When I first started lifting more years ago than I care to admit here, I had all these big goals and aspirations of what I was gonna get out of lifting. Now decades later I look back through the years and see some it I've achieved, a lot of it I haven't.
My workouts have changed greatly through the years.
When I was young asthetics held a much more prominent place in my motivation than it does now. I mean, who doesn't want to look good right?
But as I've gotten older and have had to deal with natural age related changes in my physical appearance, from thinning and graying hair and other things I rather not talk about, I realized how I look may change more quicker than I can control.
Whereas in the strength department, I'm still basically off the charts, and I've learned I can hold onto that, even increasing and improving it, much more than I can my ruggedly handsome good looks.
I want to be able to look at heavy stuff, whether weights or real world objects, command it to move and with my might and my muscles, make it move -- without blowing my back out.

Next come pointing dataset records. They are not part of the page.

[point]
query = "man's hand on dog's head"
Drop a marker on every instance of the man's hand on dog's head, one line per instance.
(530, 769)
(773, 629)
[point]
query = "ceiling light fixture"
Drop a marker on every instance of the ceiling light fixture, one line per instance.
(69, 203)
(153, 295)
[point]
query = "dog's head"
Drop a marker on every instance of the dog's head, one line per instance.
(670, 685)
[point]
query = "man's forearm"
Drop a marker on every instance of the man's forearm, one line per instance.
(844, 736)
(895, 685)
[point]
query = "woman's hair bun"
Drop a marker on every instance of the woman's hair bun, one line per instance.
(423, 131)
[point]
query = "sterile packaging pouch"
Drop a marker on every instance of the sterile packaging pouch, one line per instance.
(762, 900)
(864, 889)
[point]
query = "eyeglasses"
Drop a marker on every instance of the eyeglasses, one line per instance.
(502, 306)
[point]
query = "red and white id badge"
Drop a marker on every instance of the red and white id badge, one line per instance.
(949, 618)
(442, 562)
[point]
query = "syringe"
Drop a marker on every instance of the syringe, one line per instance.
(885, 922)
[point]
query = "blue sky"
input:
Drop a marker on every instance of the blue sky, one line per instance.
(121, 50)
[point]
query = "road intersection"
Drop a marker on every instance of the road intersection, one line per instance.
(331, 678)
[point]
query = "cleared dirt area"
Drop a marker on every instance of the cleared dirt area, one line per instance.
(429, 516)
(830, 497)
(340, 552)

Today for the first time in a year I deadlifted in the high 400 pound range and didn't feel like I was going to die. I also curled 60 pound dumbbells with ease.
Once I was strong, well balanced, a muscular young man. Now I'm middle aged, hanging on to what I got, and looking forward to making the most of what's lays ahead in life.
Today I lift to live. For the long haul. A life of strength and health is what's most important. All else is secondary.